Pulsars and the Mythical Armchair Speaker Maker


There’s another thread going about Joseph Audio Pulsar speakers which I did not want to derail, but it is showing up some common logical fallacies and dead ends I wanted to talk about.


As anyone who has read my posts knows, I’m a huge proponent of DIY for speakers and cables especially. Not that I think you should only go with DIY but because the more audiophiles who can build their own we have in the community the less snake oil gets spread around as fact and there’s less worshipping of the price tag as the almighty determiner of speaker performance.


The myth I want to talk about is kind of related. It is the idea that we should value speakers based purely on driver cost. JA’s Pulsars suffer from this because they seem to use off the shelf components, in very nice cabinets, with perfectly executed crossovers. The thing that I don’t understand are buyers who look at driver cost, and say "well, these speakers should cost no more than x amount, so I’m not buying them... "

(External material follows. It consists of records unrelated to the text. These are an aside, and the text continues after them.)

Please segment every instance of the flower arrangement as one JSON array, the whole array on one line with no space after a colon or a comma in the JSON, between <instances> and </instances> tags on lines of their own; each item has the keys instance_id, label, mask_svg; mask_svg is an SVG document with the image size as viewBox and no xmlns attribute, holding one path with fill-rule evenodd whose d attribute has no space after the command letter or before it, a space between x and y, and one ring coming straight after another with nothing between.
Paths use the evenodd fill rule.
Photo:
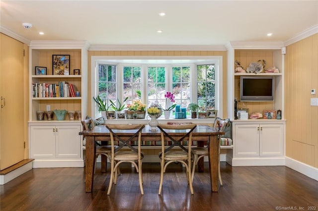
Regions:
<instances>
[{"instance_id":1,"label":"flower arrangement","mask_svg":"<svg viewBox=\"0 0 318 211\"><path fill-rule=\"evenodd\" d=\"M137 100L134 101L132 104L128 104L127 107L130 111L144 111L146 106L146 104L143 104L140 100Z\"/></svg>"},{"instance_id":2,"label":"flower arrangement","mask_svg":"<svg viewBox=\"0 0 318 211\"><path fill-rule=\"evenodd\" d=\"M151 116L157 115L161 113L161 110L157 107L151 107L147 109L148 114Z\"/></svg>"},{"instance_id":3,"label":"flower arrangement","mask_svg":"<svg viewBox=\"0 0 318 211\"><path fill-rule=\"evenodd\" d=\"M173 104L170 107L168 107L168 99L170 100L170 102L174 103L175 102L174 100L174 95L170 92L167 92L167 93L164 95L164 97L165 98L165 108L163 108L161 106L160 106L161 108L164 110L171 110L172 109L174 108L174 107L176 106L176 104Z\"/></svg>"}]
</instances>

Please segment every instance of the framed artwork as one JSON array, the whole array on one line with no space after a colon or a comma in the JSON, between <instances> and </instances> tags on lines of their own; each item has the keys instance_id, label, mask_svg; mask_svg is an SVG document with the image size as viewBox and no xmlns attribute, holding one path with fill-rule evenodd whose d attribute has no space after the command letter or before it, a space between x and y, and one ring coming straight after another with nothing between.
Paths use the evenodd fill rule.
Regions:
<instances>
[{"instance_id":1,"label":"framed artwork","mask_svg":"<svg viewBox=\"0 0 318 211\"><path fill-rule=\"evenodd\" d=\"M117 113L117 119L125 119L125 113Z\"/></svg>"},{"instance_id":2,"label":"framed artwork","mask_svg":"<svg viewBox=\"0 0 318 211\"><path fill-rule=\"evenodd\" d=\"M198 119L206 119L207 112L198 112Z\"/></svg>"},{"instance_id":3,"label":"framed artwork","mask_svg":"<svg viewBox=\"0 0 318 211\"><path fill-rule=\"evenodd\" d=\"M114 119L116 118L115 111L106 111L106 117L107 119Z\"/></svg>"},{"instance_id":4,"label":"framed artwork","mask_svg":"<svg viewBox=\"0 0 318 211\"><path fill-rule=\"evenodd\" d=\"M46 67L35 66L35 75L46 75Z\"/></svg>"},{"instance_id":5,"label":"framed artwork","mask_svg":"<svg viewBox=\"0 0 318 211\"><path fill-rule=\"evenodd\" d=\"M216 118L217 111L215 110L208 110L207 118Z\"/></svg>"},{"instance_id":6,"label":"framed artwork","mask_svg":"<svg viewBox=\"0 0 318 211\"><path fill-rule=\"evenodd\" d=\"M75 69L74 71L74 73L73 74L74 75L80 75L80 69Z\"/></svg>"},{"instance_id":7,"label":"framed artwork","mask_svg":"<svg viewBox=\"0 0 318 211\"><path fill-rule=\"evenodd\" d=\"M263 119L276 119L276 111L275 110L264 110L263 111Z\"/></svg>"},{"instance_id":8,"label":"framed artwork","mask_svg":"<svg viewBox=\"0 0 318 211\"><path fill-rule=\"evenodd\" d=\"M53 75L70 74L70 55L52 55Z\"/></svg>"}]
</instances>

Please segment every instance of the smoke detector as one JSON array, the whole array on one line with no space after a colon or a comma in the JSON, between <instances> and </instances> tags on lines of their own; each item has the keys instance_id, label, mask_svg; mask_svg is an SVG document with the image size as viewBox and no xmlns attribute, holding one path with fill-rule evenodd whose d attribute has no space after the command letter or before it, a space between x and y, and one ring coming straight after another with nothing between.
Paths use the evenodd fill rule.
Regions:
<instances>
[{"instance_id":1,"label":"smoke detector","mask_svg":"<svg viewBox=\"0 0 318 211\"><path fill-rule=\"evenodd\" d=\"M22 24L22 25L27 29L30 29L32 27L32 24L29 23L23 23Z\"/></svg>"}]
</instances>

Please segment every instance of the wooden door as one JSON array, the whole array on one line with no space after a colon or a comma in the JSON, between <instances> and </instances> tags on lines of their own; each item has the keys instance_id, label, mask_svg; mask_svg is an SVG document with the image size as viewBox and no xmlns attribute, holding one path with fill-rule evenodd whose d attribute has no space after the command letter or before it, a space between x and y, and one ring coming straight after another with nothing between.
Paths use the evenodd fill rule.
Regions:
<instances>
[{"instance_id":1,"label":"wooden door","mask_svg":"<svg viewBox=\"0 0 318 211\"><path fill-rule=\"evenodd\" d=\"M0 169L24 158L24 44L0 36Z\"/></svg>"}]
</instances>

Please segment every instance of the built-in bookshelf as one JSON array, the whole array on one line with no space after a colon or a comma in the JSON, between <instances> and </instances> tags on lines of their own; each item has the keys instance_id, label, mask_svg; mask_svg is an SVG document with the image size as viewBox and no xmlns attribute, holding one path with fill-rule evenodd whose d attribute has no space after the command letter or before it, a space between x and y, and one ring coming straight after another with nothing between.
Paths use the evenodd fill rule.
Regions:
<instances>
[{"instance_id":1,"label":"built-in bookshelf","mask_svg":"<svg viewBox=\"0 0 318 211\"><path fill-rule=\"evenodd\" d=\"M59 48L56 46L59 46ZM46 41L43 43L37 42L31 45L29 121L37 121L37 111L48 109L80 110L82 119L86 115L87 54L84 43L70 42L58 44ZM69 70L65 75L55 74L53 55L69 55ZM37 74L36 67L45 67L46 71L44 74ZM79 92L77 95L77 91ZM46 120L45 117L44 121ZM66 115L65 121L68 120L68 116Z\"/></svg>"}]
</instances>

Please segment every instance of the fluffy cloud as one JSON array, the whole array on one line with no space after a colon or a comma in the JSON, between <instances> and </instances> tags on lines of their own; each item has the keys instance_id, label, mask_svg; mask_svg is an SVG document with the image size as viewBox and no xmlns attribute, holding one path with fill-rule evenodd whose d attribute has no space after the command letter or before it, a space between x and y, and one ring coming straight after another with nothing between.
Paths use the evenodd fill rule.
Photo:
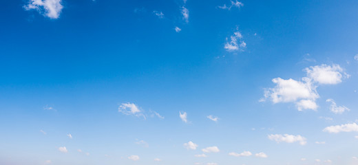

I call hogwash. Speakers are more than a collection of parts. They are curated components brought together by a designer and manufacturer. Those same people who are likely to engage in this behavior:

  • Can’t actually design a speaker themselves
  • Would NEVER build a DIY speaker even as a complete kit because it doesn’t have a brand, nor would they buy an assembled DIY speaker.
  • Would probably go with a speaker with in-house drivers which have an even higher markup
  • May not have very good ears anyway


My point is, knowing the price of the parts does not make you at all qualified to judge what the final price should be. That is, fairly, in the hands of the market, and it doesn’t actually make you a better listener or more informed buyer. I would argue you end up buying speakers for brands with even more of a markup and more likely to have questionable performance.


It’s perfectly reasonable for a manufacturer to charge for parts, and skill. So, yes, talking tech and drivers and crossover components is always fun, but please stop evaluating the price of finished goods until you’ve attempted at least designing one pair yourself.

And again, DIY is a lot of fun, and if you want to go that way, you should, but let’s not denigrate high value, high quality manufacturers and delers by reducing them to part assemblers any more than you'd judge a restaurant based on the cost per pound of chicken.


Thank you,

E
erik_squires
Yeah, you’re right.  From your completely uninformed and ignorant reading of a simple graph, you obviously have nailed it.  You can now build your own Pulsar on the cheap.  Oh, but then there’s this: 

From Jeff Joseph as of today:

“The filters we use are asymmetrical, there is a very steep slope on the woofer and a gentler slope on the tweeter. This infinite slope topology differs from conventional filters in several ways. The implementation is not as steep as our earliest designs, because I found this to be the best sounding trade off of filter q and driver integration.

Compared to slow slope filters, ours confines most of the overlap between the drivers to below the crossover point, where wavelengths are longer. This prevents the lobing effects of wave interference. The speakers balance through crossover remains intact along a broad vertical axis.

The other major benefit is that we can derive the full benefits of using metal cone woofers because the special filter effectively suppresses the high frequency ringing the stiff cones exhibit. A second order filter wouldn’t come close to doing that. ( the metal woofers are typically +13 dB at the hf breakup frequency relative to their usable output, and a 2nd order filter only rolls off at 12dB per octave)”

@kenjit — does that answer your question?

How you gonna replicate this without violating a patent?  Best of luck with that buddy! Just go home and lick your ill-informed and ignorant wounds. You have absolutely no idea what you’re talking about and no basis for your claims, and if you try to come back at this in any misinformed way, I will have Jeff come back and smack down any other uninformed and misguided crap u try to lay down. Live in ur own silly world dude.

wildfoxinn,

I went to their site and I don't see the speaker that you are describing. Could it be a discontinued model?

The performance of a speaker depends on the parts. All things being equal, better drivers gives more power handling more dynamics less distortion and more detail. If youre paying 8000 bucks on a pair of speakers which uses drivers costing a couple hundred bucks then obviously most of the money is not going into the product youre buying. Youre getting less bang per buck.

All the excuses cited about the rent, running costs is hogwash. I want my money being used maximally on the product not on running costs, which doesnt benefit me. Its funny how nobody has mentioned greed and profit as if theyre not factors that determine the price. If I pay 8000 bucks then i want my moneys worth. if not, its overpriced simple as that.

Its a fallacy that buying a commercial speaker means its designed by an expert that knows what theyre doing. Hogwash. They dont know how much baffle step compensation is needed or preferred they dont know whether you prefer an infinity slope or linkwitz riley or bessel, theyre just guessing. Theyre just designing a product that appeals to as many audiophiles as possible to maximise sales.
Diy is one way to avoid all that and design a speaker that is customised to YOUR preferences, room acoustics and music. Saving money is a byproduct.











Kenjit if a speaker retails for $8k how much should a designer have wrapped up in parts cost to make it a value in your opinion?